Backtest (ou cross-validation, ou out-of-sample performance)
Si la profondeur historique l’y autorise, il est possible de mesurer l’écart entre la série historique réelle et le modèle calibré sur une période temporelle différente. En renouvelant l’exercice sur plusieurs sous-périodes, il est possible par ailleurs de vérifier la stabilité des coefficients de la régression. Une erreur moyenne équivalente entre la période testée et la période de calibrage est un bon indicateur que le modèle n’est pas sur-calibré (over-fitting).
5. DIFFICULTES
La modélisation de l’ensemble des agrégats financiers de la banque suppose la modélisation d’activités de natures diverses s’appuyant sur des modélisations statistiques hétérogènes.
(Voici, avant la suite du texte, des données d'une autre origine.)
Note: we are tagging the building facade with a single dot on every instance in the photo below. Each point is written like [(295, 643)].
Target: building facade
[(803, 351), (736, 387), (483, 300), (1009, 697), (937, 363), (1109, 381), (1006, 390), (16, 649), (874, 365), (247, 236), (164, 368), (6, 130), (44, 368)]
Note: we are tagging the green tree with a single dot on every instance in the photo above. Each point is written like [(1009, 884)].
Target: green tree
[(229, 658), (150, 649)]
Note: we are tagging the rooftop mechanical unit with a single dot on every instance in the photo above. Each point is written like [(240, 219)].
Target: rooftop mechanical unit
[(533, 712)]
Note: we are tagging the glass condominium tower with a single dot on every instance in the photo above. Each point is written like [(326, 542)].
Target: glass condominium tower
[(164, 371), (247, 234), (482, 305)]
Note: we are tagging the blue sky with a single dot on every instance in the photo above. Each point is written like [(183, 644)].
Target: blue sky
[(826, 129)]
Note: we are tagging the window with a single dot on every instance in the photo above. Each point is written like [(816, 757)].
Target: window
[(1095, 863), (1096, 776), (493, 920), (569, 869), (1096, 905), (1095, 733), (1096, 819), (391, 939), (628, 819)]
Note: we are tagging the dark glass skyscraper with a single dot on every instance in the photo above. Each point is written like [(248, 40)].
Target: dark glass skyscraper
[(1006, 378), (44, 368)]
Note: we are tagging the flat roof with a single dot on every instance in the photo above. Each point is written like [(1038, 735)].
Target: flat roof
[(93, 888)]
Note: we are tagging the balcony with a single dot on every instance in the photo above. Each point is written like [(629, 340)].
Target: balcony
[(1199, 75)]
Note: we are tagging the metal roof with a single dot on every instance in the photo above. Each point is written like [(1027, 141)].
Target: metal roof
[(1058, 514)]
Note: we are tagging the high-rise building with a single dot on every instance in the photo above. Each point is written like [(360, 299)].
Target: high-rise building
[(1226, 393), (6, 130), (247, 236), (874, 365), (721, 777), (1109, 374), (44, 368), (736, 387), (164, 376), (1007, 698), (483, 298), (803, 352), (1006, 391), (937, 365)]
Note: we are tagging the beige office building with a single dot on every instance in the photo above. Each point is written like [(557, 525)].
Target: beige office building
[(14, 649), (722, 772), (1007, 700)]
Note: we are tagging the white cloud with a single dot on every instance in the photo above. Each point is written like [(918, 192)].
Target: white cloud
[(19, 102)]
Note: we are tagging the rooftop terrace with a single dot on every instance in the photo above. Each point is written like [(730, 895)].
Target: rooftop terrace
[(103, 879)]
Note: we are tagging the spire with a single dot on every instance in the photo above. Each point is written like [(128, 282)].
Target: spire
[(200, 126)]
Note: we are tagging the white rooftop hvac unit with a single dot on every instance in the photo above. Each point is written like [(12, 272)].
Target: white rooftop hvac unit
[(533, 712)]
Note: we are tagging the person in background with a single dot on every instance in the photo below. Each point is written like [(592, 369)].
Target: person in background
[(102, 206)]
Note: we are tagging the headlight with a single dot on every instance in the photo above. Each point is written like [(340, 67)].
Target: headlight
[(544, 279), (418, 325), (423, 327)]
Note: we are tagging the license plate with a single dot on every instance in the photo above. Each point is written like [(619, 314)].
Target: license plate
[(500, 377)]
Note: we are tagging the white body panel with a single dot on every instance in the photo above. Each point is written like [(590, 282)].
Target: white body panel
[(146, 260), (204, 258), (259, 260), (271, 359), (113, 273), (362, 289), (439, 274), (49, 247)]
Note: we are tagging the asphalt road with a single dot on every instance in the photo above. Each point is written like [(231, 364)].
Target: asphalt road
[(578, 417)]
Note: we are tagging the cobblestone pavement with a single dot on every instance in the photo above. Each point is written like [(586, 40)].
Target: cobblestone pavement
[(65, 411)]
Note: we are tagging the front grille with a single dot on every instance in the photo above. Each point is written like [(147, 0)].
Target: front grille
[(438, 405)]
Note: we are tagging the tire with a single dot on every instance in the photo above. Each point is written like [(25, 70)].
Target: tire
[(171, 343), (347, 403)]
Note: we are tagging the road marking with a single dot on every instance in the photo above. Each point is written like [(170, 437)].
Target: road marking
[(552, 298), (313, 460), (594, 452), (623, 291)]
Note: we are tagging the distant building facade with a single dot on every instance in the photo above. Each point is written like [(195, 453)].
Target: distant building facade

Dans ce contexte, l’équipe en charge du développement des modèles doit s’adapter à la réalité de chacun des segments d’activité. Il en résulte une panoplie de modèles statistiques à articuler sur une plateforme flexible permettant de les lier entre eux et aux sources de données (bases métier notamment) pour proposer des résultats directement exploitables par les équipes de la plateforme.
Quatre types de difficultés doivent être dépassées pour constituer une base de modèles suffisamment solide à intégrer à la plateforme :
– La difficulté à trouver des modèles statistiques prédictifs sur certains périmètres : l’ensemble des activités ne sont pas modélisables par une approche statistique et sont plus complexes à appréhender (commissions spécifiques, frais généraux, éléments exceptionnels etc). Par ailleurs, la plupart des modèles statistiques classiques peinent à capter les non-linéarités dans les comportements passés.
– L’imbrication d’effets distincts à modéliser en parallèle de la modélisation des activités : effets change, concentration des portefeuilles, etc. Les effets de contagion, de réputation et l’ensemble des feedback effects sont particulièrement complexes à capter.
– La difficulté à collecter des données de qualité faciles à mettre à jour après le premier exercice de modélisation : manque de profondeur des données, problématiques d’homogénéité etc.
– Les difficultés organisationnelles et d’outil.
6. CONCLUSION
Si les établissements bancaires disposent aujourd’hui d’équipes spécialistes de la modélisation quantitative reconnues, ces compétences se concentrent surtout dans les équipes Risques sur les problématiques de risque de crédit et de risque de marché. Pour la plupart des établissements, la modélisation prospective à partir de méthodes statistiques implique donc la constitution d’équipes spécialistes.
Les méthodes discutées plus haut apportent une vision d’ensemble des moyens statistiques dont disposent les équipes de planification pour construire des modèles de projection. La dimension humaine et la capacité à recruter des talents capables de construire des modèles complexes est au cœur des enjeux.
Le développement d’une approche tactique, via des outils agiles, permet dans un premier temps de constituer un premier support à la plateforme et de distinguer la construction des modèles de leur industrialisation dans les systèmes de la banque.